Not the cleanest explanation, but hopefully it can be understood. My idea is that, one of the biggest problems with high res, is detachment of different areas, but if we can somehow "introduce correlations" via this averaged noise/prediction, it should work "like high res fix" just in one go, well actually I would think it should work much much better. Also it does not need to be just 1 level of averaging (which would just let to ~2x usual rendering size [well per dimension]). Of course this will introduce significant slow down, but again, might be worth it, if it works.

So can someone who knows technicalities more than me, explain if this is complete nonsense and can't work for some reason, or is there a chance it could somehow work?

BlenderNeko · 2023-05-01T22:37:08Z

BlenderNeko
May 1, 2023

mixing upscaled latents into a larger latent image to maintain composition information will artificially reduce the amount of gaussian noise in the image faster than the noise schedule accounts for. This is most likely going to get you blurry images. It's also not very different from your typical "highres" workflow where the desired composition is given by re-noising an upscaled image to add the finer details, except here the amount of noise is in accordance with the noise schedule.

0 replies

morphles · 2023-05-02T10:22:49Z

morphles
May 2, 2023
Author

The blur thing sounds plausible, though "in exhaustive". First, can't schedule be modified to account for mixing? Second if using ancestral samplers/those that add noise, I think it shouldn't be too big of a problem.
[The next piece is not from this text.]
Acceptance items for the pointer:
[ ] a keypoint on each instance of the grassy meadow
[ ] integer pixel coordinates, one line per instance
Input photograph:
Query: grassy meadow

The typical hi res fix I find extremely underwhelming, as you have to "balance" (more like tradeof with both sides being kinda shitty), between no enough de-noise and thus you do not really get appreciable enhancement of detail, or too much and you get distortion/artefacts, almost as if you started with with high res image).
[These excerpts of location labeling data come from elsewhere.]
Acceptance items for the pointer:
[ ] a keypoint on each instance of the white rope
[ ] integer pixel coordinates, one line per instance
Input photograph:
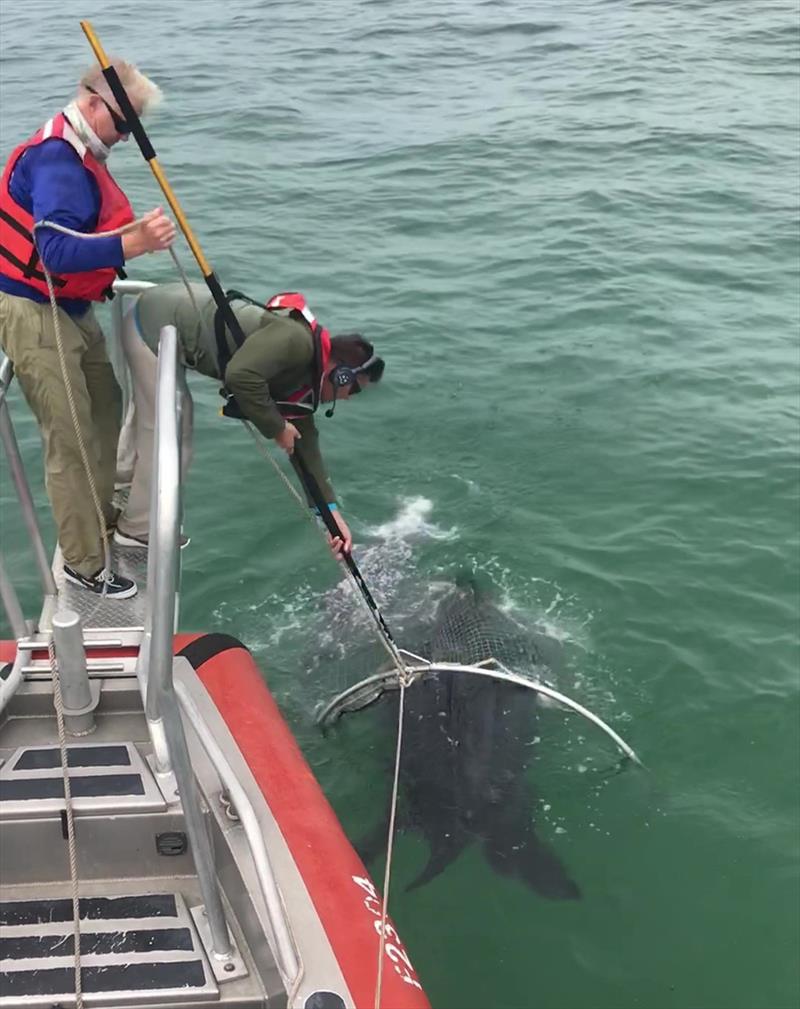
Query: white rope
(389, 845)
(70, 817)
I have tried some weird flows to get better, high res results, and I think they manage to get somewhat better results (though easy to become biased here, and not sure how well it's objectively measurable) (oh I'm also not looking into how similar upscaled image is to original, I'm more interested in good high res image, that decently follows prompt, and low res image I take as "guiding" in between step).

So one flow is, upscale latient, then unsample it, (tried lots of settings, but seems euler, cfg1, and decent number of steps [for now I settled on 40] gives best results later on), then from unsampler go to ksampler (adv), don't add noise, use "appropriate" cfg (not sure about that, might depend on resulting image size and maybe other things), different sampler, almost certainly ancestral, different number of steps ~20 (in general I like ancestral samplers much more then on a, as they need much less steps, and maybe just give better results overal). And that's it, it's possible to get quite high res results like that, though still not great, as it still suffers from "incorrelation".
Another less involved flow is just upscale, go to ksampler (adv), add noise, but set start step at ~2 or so (ofc, ancestral). Again somehow seems to give possibly better results than usual denoise thing. Though I suspect in the end it should be quite similar, if I start at 2 out of 10, it probably is something like 0.8 denoise? Haven't tested this too much, but again seemed to be quite nice.

But all that still suffers as there is no "integration over scale". And I thin such "scale averaging sampling" could solve it, again with appropriate weighing of factors, "large scale" denoising being important at start, and then almost not at all near the end of sampling.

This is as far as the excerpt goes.